Replying to both mails at once, sort of...
On 5/31/21 4:53 AM, Henri Verbeet wrote:
Yes, mostly what Matteo said.
On Fri, 28 May 2021 at 15:39, Matteo Bruni matteo.mystral@gmail.com wrote:
So this is, AFAIR, more or less what the staging patchset did. I don't think that we want to put the data in the command stream though.
It may not be too bad for deferred contexts, but for immediate contexts probably not, no.
Always copying the data from the user-provided source to some other storage is definitely the right choice: we don't want to block the application (more or less directly) to make sure that the data stays around until we need it. That's bad for performance for immediate contexts and just impossible for deferred, so not much to argue there. At the same time we also want to minimize the amount of copies. Ideally, for a GPU resource, here we'd upload the data right to the GPU (e.g. inside a persistently mapped buffer), ready to be used whenever it's time.
To clarify, when talking about uploading directly to the GPU, are you just referring to map() here, or update_sub_resource() as well?
Does it even make sense to use a persistently mapped GPU buffer for a resource mapped/updated by a deferred context? Obligatory disclaimer that I don't know anything about GPU-side performance, but obviously you can't reuse an earlier mapping for UpdateSubResource() or for DISCARD maps, and I'm failing to understand why an application would ever use NOOVERWRITE on a deferred context.
For a CPU resource instead we'd copy the data into its final place in sysmem (what will eventually become its "heap_memory"). We don't quite have the infrastructure for it at the moment but that would be the goal IMO. What you do in patch 2/2 is more along the lines of this idea. The sysmem allocation mechanism works okay for the time being and could be extended to handle other types of memory, e.g. it could eventually take charge of the vulkan allocator, making it generic and usable from GL too. I don't think it has to be managed by each deferred context (i.e. it should probably be per-device), although the current scheme has the advantage of not having to care about concurrency.
In a sense there is no "current scheme", i.e. deferred contexts are tracking which memory belongs to which resource because that *has* to be done per-context, but nobody's managing custom heaps. Unless I misunderstand what's meant here?
So, at least in my view, I'd bring the allocator bits from patch 2/2 into patch 1/2 and use that for update_sub_resource, both the deferred and the immediate variants (the latter could be its own patch). You'd only need the DISCARD portion for update_sub_resource, so the rest can (and probably should) stay in the map() patch.
My (very rough) proposal for this would be to replace the "data" field in the wined3d_cs_update_sub_resource structure with a wined3d_bo_address, and then introduce something like the following:
static bool wined3d_device_context_get_upload_bo(struct
wined3d_device_context *context, struct wined3d_resource *resource, unsigned int sub_resource_idx, const struct wined3d_box *box, uint32_t flags, struct wined3d_bo_address *address, void **map_ptr) { ... }
This function strikes me as more than a little confusing, party because it seems to be returning two partially overlapping things, with mostly different usages...
i.e.
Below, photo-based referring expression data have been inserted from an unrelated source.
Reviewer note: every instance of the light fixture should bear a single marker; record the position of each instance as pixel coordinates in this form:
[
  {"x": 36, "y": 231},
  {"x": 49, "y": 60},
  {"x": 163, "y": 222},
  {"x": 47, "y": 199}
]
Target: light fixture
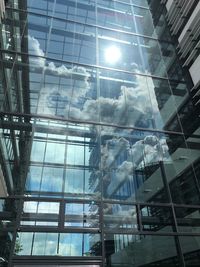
[{"x": 112, "y": 54}]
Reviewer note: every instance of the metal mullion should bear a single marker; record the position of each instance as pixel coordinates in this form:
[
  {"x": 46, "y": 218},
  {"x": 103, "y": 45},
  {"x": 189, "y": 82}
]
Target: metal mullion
[{"x": 47, "y": 117}]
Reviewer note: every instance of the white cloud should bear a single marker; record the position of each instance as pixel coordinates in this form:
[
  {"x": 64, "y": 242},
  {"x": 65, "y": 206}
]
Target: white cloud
[{"x": 34, "y": 48}]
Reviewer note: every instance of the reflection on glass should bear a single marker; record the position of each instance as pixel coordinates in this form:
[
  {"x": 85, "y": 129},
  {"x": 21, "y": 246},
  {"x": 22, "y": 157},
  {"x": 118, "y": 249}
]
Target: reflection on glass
[
  {"x": 123, "y": 250},
  {"x": 79, "y": 245},
  {"x": 82, "y": 215},
  {"x": 191, "y": 250},
  {"x": 118, "y": 216},
  {"x": 188, "y": 219},
  {"x": 40, "y": 213},
  {"x": 157, "y": 219}
]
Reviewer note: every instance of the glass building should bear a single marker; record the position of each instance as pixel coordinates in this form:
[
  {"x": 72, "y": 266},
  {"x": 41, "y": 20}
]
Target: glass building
[{"x": 100, "y": 138}]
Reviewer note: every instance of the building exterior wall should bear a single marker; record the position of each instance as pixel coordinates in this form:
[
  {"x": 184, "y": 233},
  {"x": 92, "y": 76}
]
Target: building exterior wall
[{"x": 100, "y": 134}]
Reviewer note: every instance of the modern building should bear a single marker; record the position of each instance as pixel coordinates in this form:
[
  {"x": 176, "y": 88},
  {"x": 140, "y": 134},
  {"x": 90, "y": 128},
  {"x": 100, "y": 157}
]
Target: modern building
[{"x": 100, "y": 137}]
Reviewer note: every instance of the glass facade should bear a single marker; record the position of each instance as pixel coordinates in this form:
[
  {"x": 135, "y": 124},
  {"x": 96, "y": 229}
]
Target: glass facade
[{"x": 99, "y": 137}]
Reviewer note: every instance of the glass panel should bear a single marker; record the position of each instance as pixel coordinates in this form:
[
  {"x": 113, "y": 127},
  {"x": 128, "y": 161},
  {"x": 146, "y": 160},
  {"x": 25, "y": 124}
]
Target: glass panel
[
  {"x": 23, "y": 244},
  {"x": 45, "y": 244},
  {"x": 119, "y": 216},
  {"x": 157, "y": 219},
  {"x": 131, "y": 165},
  {"x": 188, "y": 219},
  {"x": 121, "y": 250},
  {"x": 191, "y": 250},
  {"x": 40, "y": 213},
  {"x": 79, "y": 245},
  {"x": 82, "y": 215}
]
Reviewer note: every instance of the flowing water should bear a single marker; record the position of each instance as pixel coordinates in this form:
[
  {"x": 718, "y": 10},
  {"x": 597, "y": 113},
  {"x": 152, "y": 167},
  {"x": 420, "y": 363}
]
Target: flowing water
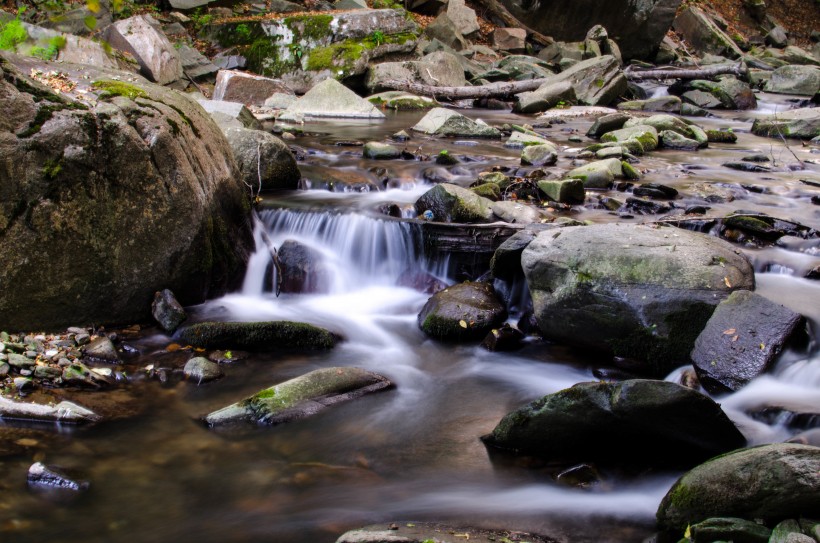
[{"x": 412, "y": 453}]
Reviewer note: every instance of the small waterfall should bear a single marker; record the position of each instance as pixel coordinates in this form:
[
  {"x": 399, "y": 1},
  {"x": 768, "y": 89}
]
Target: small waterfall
[{"x": 359, "y": 249}]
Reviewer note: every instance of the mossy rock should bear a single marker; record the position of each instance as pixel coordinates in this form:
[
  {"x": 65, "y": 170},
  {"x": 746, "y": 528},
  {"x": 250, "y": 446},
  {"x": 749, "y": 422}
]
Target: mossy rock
[
  {"x": 270, "y": 335},
  {"x": 463, "y": 312},
  {"x": 301, "y": 396},
  {"x": 770, "y": 482}
]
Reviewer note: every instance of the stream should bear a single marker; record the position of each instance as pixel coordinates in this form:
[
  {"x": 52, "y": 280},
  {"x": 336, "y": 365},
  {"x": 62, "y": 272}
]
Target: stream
[{"x": 412, "y": 453}]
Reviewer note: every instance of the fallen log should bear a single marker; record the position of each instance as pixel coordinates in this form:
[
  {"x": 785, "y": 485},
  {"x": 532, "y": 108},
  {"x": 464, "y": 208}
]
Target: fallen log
[
  {"x": 499, "y": 88},
  {"x": 509, "y": 88},
  {"x": 700, "y": 73}
]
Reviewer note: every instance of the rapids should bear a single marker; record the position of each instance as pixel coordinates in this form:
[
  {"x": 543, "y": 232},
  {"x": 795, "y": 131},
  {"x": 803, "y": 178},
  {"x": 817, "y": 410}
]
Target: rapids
[{"x": 412, "y": 453}]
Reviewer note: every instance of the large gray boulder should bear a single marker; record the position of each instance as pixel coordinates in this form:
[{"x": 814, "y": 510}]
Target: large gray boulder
[
  {"x": 301, "y": 396},
  {"x": 131, "y": 194},
  {"x": 800, "y": 80},
  {"x": 440, "y": 69},
  {"x": 641, "y": 292},
  {"x": 703, "y": 35},
  {"x": 463, "y": 312},
  {"x": 636, "y": 422},
  {"x": 330, "y": 99},
  {"x": 596, "y": 81},
  {"x": 637, "y": 27},
  {"x": 741, "y": 340},
  {"x": 448, "y": 123},
  {"x": 265, "y": 162},
  {"x": 142, "y": 37},
  {"x": 771, "y": 482},
  {"x": 796, "y": 123}
]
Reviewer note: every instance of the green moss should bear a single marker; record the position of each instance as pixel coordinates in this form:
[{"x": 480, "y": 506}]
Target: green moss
[
  {"x": 312, "y": 27},
  {"x": 119, "y": 88},
  {"x": 52, "y": 168}
]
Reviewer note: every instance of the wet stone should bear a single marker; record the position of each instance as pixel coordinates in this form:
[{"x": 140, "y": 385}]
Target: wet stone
[{"x": 201, "y": 370}]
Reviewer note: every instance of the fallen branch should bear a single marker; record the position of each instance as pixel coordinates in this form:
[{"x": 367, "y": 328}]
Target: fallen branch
[
  {"x": 700, "y": 73},
  {"x": 501, "y": 88}
]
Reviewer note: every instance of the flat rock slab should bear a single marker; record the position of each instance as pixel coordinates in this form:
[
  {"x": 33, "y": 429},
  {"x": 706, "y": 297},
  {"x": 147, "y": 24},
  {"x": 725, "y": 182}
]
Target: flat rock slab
[
  {"x": 740, "y": 341},
  {"x": 634, "y": 422},
  {"x": 301, "y": 396},
  {"x": 63, "y": 412},
  {"x": 421, "y": 532},
  {"x": 637, "y": 291},
  {"x": 267, "y": 335}
]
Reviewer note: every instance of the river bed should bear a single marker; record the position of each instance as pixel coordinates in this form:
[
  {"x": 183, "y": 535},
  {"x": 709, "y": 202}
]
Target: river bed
[{"x": 412, "y": 453}]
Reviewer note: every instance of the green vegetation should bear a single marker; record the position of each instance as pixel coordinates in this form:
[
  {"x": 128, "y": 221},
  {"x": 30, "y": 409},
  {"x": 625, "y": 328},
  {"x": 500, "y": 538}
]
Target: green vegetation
[
  {"x": 119, "y": 88},
  {"x": 12, "y": 33}
]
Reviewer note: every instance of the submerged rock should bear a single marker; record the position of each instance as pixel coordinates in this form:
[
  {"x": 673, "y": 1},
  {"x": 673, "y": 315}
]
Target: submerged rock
[
  {"x": 635, "y": 422},
  {"x": 167, "y": 311},
  {"x": 41, "y": 476},
  {"x": 330, "y": 99},
  {"x": 301, "y": 396},
  {"x": 63, "y": 412},
  {"x": 741, "y": 340},
  {"x": 448, "y": 123},
  {"x": 269, "y": 335},
  {"x": 637, "y": 291},
  {"x": 770, "y": 482},
  {"x": 463, "y": 312},
  {"x": 795, "y": 123},
  {"x": 451, "y": 203}
]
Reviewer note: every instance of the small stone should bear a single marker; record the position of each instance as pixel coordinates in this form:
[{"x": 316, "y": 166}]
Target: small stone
[
  {"x": 201, "y": 370},
  {"x": 19, "y": 360},
  {"x": 167, "y": 311},
  {"x": 42, "y": 476}
]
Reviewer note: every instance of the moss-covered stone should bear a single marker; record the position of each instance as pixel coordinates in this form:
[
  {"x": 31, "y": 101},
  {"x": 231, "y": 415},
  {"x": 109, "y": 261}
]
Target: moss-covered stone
[
  {"x": 770, "y": 482},
  {"x": 467, "y": 311},
  {"x": 301, "y": 396},
  {"x": 269, "y": 335}
]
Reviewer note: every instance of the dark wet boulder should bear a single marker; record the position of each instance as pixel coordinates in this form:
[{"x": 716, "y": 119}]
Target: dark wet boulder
[
  {"x": 269, "y": 335},
  {"x": 463, "y": 312},
  {"x": 133, "y": 189},
  {"x": 634, "y": 422},
  {"x": 737, "y": 530},
  {"x": 426, "y": 532},
  {"x": 741, "y": 340},
  {"x": 301, "y": 396},
  {"x": 770, "y": 482},
  {"x": 265, "y": 162},
  {"x": 641, "y": 292},
  {"x": 302, "y": 268},
  {"x": 451, "y": 203},
  {"x": 167, "y": 311}
]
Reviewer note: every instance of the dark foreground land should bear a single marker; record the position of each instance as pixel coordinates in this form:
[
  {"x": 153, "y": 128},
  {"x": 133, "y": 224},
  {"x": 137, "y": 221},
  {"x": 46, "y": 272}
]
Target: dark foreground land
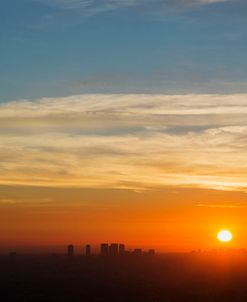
[{"x": 192, "y": 277}]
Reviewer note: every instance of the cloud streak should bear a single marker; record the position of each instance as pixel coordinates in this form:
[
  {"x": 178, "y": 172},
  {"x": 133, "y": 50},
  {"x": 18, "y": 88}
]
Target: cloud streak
[
  {"x": 92, "y": 7},
  {"x": 125, "y": 141}
]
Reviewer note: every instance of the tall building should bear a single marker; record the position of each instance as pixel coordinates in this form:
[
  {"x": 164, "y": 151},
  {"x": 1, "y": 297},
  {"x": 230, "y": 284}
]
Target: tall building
[
  {"x": 70, "y": 250},
  {"x": 113, "y": 250},
  {"x": 151, "y": 252},
  {"x": 137, "y": 252},
  {"x": 88, "y": 250},
  {"x": 121, "y": 249},
  {"x": 104, "y": 249}
]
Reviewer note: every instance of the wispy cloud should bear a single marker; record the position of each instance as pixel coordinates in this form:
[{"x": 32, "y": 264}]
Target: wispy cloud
[
  {"x": 223, "y": 206},
  {"x": 126, "y": 141},
  {"x": 91, "y": 7}
]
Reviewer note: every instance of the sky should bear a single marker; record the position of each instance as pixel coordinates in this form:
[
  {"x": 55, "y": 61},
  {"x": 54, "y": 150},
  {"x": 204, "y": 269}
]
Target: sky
[{"x": 123, "y": 121}]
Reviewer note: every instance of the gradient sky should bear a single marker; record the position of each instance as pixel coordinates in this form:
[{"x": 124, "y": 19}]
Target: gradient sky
[{"x": 123, "y": 120}]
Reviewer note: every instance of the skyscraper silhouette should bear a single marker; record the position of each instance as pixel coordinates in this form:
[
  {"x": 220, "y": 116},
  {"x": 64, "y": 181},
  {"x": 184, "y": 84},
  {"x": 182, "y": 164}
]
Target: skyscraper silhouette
[
  {"x": 104, "y": 249},
  {"x": 121, "y": 249},
  {"x": 88, "y": 250},
  {"x": 70, "y": 250},
  {"x": 113, "y": 250}
]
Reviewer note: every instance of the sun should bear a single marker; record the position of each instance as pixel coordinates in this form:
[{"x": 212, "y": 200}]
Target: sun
[{"x": 224, "y": 236}]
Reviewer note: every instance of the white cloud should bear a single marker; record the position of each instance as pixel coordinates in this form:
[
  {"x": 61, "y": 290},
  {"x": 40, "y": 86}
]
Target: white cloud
[
  {"x": 126, "y": 141},
  {"x": 90, "y": 7}
]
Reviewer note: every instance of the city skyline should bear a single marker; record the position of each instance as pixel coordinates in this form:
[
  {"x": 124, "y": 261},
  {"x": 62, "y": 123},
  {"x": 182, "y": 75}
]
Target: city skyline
[{"x": 123, "y": 120}]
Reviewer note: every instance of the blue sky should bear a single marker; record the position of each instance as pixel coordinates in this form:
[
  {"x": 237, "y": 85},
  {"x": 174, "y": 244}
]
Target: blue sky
[{"x": 65, "y": 47}]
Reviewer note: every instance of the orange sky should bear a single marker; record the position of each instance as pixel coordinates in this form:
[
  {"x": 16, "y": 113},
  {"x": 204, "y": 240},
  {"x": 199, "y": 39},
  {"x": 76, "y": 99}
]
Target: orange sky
[
  {"x": 171, "y": 219},
  {"x": 163, "y": 171}
]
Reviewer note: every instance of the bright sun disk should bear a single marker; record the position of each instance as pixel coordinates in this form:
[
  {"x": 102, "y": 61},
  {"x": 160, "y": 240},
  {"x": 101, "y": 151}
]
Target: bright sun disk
[{"x": 224, "y": 236}]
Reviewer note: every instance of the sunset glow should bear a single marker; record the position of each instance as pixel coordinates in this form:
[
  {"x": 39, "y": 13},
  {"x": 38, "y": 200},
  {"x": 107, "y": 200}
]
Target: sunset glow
[{"x": 224, "y": 236}]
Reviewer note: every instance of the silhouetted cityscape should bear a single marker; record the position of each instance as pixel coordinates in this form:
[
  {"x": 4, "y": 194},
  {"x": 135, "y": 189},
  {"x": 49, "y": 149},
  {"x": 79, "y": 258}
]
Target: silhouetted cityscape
[
  {"x": 111, "y": 272},
  {"x": 111, "y": 250}
]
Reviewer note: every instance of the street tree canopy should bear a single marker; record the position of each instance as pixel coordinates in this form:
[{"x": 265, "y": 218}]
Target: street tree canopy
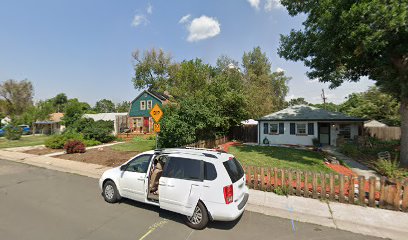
[
  {"x": 344, "y": 40},
  {"x": 104, "y": 106},
  {"x": 17, "y": 96},
  {"x": 206, "y": 101}
]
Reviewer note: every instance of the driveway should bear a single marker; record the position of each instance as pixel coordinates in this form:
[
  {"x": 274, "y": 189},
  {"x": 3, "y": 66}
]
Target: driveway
[{"x": 39, "y": 204}]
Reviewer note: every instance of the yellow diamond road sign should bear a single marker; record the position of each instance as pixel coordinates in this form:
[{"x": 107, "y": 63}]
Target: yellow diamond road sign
[
  {"x": 157, "y": 127},
  {"x": 156, "y": 113}
]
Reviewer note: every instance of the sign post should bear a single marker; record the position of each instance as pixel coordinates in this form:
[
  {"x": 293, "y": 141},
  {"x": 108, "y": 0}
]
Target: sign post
[{"x": 156, "y": 114}]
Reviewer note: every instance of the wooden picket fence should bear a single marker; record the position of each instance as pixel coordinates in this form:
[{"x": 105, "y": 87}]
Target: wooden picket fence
[
  {"x": 211, "y": 143},
  {"x": 383, "y": 193},
  {"x": 384, "y": 133}
]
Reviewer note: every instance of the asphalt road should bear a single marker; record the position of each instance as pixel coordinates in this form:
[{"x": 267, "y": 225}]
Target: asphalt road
[{"x": 40, "y": 204}]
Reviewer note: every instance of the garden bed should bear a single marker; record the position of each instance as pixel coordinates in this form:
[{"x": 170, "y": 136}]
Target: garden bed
[
  {"x": 103, "y": 156},
  {"x": 114, "y": 155},
  {"x": 280, "y": 157}
]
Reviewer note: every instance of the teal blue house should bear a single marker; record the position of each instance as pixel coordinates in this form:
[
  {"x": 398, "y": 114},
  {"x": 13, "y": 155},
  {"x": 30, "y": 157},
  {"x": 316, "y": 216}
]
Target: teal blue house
[{"x": 140, "y": 120}]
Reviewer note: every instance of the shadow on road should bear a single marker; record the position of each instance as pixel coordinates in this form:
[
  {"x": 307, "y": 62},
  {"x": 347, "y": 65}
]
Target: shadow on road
[{"x": 178, "y": 217}]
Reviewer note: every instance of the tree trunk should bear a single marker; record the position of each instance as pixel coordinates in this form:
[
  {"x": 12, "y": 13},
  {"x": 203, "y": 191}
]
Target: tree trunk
[{"x": 404, "y": 132}]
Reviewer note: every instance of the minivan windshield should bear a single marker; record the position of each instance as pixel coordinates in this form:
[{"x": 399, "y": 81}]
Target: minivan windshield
[{"x": 234, "y": 169}]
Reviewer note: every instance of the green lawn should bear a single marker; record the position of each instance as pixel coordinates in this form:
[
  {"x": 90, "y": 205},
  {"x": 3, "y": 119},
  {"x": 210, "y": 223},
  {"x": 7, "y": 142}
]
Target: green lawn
[
  {"x": 280, "y": 157},
  {"x": 25, "y": 141},
  {"x": 135, "y": 146}
]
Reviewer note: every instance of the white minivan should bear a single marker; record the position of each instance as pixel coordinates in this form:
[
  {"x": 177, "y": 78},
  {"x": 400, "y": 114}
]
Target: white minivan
[{"x": 201, "y": 184}]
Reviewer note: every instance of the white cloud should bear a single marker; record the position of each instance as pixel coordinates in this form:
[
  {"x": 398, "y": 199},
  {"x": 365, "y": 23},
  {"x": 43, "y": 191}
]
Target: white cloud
[
  {"x": 279, "y": 69},
  {"x": 185, "y": 18},
  {"x": 254, "y": 3},
  {"x": 139, "y": 19},
  {"x": 272, "y": 4},
  {"x": 202, "y": 28},
  {"x": 149, "y": 8}
]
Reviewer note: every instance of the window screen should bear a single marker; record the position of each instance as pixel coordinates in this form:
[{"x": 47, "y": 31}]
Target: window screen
[
  {"x": 209, "y": 171},
  {"x": 183, "y": 168},
  {"x": 139, "y": 164},
  {"x": 274, "y": 128}
]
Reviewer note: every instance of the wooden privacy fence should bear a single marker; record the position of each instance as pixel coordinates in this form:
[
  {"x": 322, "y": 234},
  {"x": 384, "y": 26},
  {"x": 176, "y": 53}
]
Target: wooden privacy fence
[
  {"x": 384, "y": 133},
  {"x": 383, "y": 193},
  {"x": 211, "y": 143}
]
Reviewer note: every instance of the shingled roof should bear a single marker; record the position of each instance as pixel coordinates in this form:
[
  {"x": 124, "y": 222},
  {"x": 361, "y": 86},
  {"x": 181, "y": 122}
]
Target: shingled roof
[{"x": 308, "y": 113}]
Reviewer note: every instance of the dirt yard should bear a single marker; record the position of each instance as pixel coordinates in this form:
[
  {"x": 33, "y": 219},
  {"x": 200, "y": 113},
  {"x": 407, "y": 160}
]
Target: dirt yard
[
  {"x": 43, "y": 151},
  {"x": 103, "y": 156}
]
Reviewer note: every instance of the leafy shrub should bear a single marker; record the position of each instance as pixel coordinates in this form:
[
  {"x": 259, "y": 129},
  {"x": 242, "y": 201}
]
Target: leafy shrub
[
  {"x": 91, "y": 142},
  {"x": 390, "y": 169},
  {"x": 55, "y": 142},
  {"x": 12, "y": 132},
  {"x": 138, "y": 139},
  {"x": 58, "y": 141},
  {"x": 351, "y": 150},
  {"x": 74, "y": 146},
  {"x": 316, "y": 142},
  {"x": 282, "y": 191},
  {"x": 151, "y": 137},
  {"x": 100, "y": 130}
]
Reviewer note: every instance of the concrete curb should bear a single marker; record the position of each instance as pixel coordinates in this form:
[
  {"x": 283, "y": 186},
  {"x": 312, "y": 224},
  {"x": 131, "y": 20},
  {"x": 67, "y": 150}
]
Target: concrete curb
[
  {"x": 84, "y": 169},
  {"x": 357, "y": 219}
]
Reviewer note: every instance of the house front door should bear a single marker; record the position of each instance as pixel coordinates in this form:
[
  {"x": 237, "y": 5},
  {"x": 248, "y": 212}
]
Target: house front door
[{"x": 324, "y": 133}]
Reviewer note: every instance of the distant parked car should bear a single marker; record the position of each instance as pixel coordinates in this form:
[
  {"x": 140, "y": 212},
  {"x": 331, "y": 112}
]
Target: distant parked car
[
  {"x": 25, "y": 128},
  {"x": 201, "y": 184}
]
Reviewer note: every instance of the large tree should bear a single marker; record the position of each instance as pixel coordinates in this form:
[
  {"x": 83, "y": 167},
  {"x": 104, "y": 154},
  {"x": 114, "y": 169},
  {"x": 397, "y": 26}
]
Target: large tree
[
  {"x": 266, "y": 89},
  {"x": 73, "y": 111},
  {"x": 123, "y": 106},
  {"x": 297, "y": 101},
  {"x": 17, "y": 96},
  {"x": 343, "y": 40},
  {"x": 59, "y": 101},
  {"x": 373, "y": 104},
  {"x": 151, "y": 69}
]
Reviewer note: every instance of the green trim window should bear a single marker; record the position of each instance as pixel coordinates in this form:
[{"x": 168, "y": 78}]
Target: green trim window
[
  {"x": 301, "y": 129},
  {"x": 273, "y": 128},
  {"x": 142, "y": 105}
]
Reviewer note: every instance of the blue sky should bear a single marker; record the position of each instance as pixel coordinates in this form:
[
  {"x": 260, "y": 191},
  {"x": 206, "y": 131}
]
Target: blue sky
[{"x": 83, "y": 48}]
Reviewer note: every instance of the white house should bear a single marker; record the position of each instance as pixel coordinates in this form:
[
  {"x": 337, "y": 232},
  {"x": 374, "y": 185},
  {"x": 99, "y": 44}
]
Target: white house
[
  {"x": 300, "y": 124},
  {"x": 374, "y": 123}
]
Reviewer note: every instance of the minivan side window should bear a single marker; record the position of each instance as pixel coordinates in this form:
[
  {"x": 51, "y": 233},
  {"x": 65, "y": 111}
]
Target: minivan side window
[
  {"x": 139, "y": 164},
  {"x": 234, "y": 169},
  {"x": 209, "y": 171},
  {"x": 183, "y": 168}
]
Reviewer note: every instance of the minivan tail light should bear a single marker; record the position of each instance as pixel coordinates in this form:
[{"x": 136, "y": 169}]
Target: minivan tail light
[{"x": 228, "y": 194}]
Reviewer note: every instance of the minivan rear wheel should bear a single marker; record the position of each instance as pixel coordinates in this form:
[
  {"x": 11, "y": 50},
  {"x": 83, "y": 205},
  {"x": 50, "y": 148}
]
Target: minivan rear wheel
[{"x": 199, "y": 219}]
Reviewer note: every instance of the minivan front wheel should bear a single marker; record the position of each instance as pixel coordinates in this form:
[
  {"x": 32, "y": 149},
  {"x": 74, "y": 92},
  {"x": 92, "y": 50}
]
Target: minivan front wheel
[
  {"x": 110, "y": 192},
  {"x": 199, "y": 219}
]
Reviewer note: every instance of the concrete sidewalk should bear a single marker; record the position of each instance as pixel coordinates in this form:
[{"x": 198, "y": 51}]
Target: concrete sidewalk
[{"x": 362, "y": 220}]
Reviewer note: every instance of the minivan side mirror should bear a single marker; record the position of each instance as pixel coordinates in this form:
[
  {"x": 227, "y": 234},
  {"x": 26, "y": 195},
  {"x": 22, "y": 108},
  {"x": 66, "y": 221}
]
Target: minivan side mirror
[{"x": 123, "y": 167}]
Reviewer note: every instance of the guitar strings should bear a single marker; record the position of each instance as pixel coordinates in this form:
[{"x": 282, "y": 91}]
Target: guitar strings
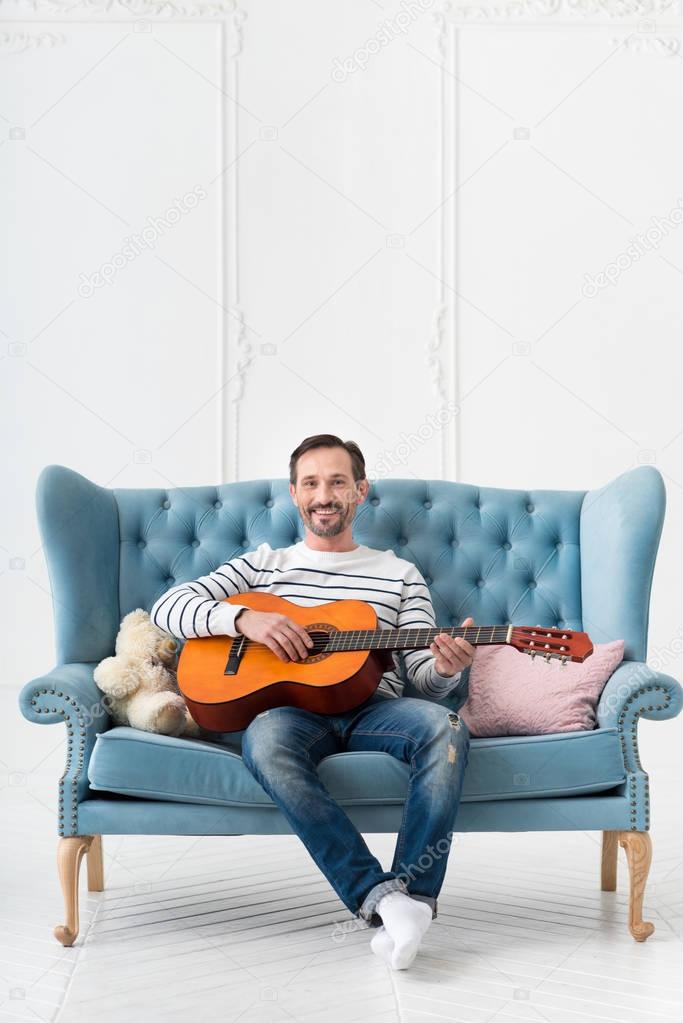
[{"x": 411, "y": 638}]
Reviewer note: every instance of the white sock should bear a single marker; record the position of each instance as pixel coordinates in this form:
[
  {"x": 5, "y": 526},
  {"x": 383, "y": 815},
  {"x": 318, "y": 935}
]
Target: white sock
[
  {"x": 382, "y": 945},
  {"x": 406, "y": 920}
]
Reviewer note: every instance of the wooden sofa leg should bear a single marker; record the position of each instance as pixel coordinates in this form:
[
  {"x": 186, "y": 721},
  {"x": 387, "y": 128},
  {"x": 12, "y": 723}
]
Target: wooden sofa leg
[
  {"x": 70, "y": 854},
  {"x": 638, "y": 848},
  {"x": 608, "y": 865},
  {"x": 95, "y": 865}
]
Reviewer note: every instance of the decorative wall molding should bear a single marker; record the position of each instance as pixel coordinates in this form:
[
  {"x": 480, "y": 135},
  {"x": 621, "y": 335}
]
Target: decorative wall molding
[
  {"x": 656, "y": 46},
  {"x": 19, "y": 42},
  {"x": 119, "y": 9},
  {"x": 492, "y": 11}
]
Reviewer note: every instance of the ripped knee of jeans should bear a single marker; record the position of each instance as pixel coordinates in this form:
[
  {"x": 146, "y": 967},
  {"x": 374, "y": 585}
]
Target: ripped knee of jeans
[{"x": 455, "y": 722}]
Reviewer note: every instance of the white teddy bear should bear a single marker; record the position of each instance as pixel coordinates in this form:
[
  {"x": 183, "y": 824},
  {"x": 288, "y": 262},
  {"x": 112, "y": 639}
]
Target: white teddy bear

I'd presume the idea is for wined3d_device_context_update_sub_resource() to retrieve this and then call something like wined3d_context_copy_bo_address() to copy from sysmem, which makes sense, but then what are we doing with map_ptr?
Or, if we use this in wined3d_device_context_map(), couldn't we just call wined3d_context_map_bo_address() on the returned wined3d_bo_address?
For deferred contexts you should then be able to do something (conceptually) very similar to patch 2/2, and in the end we may not even need map/unmap/update_sub_resource in the wined3d_device_context_ops structure.
We'd still presumably need an unmap, though, unless the idea above is to *always* allocate new (GPU or CPU) memory, which seems like a much bigger step.
Unless I'm misreading things, this also seems to imply that *_resource_sub_resource_map() shouldn't exist anymore, right?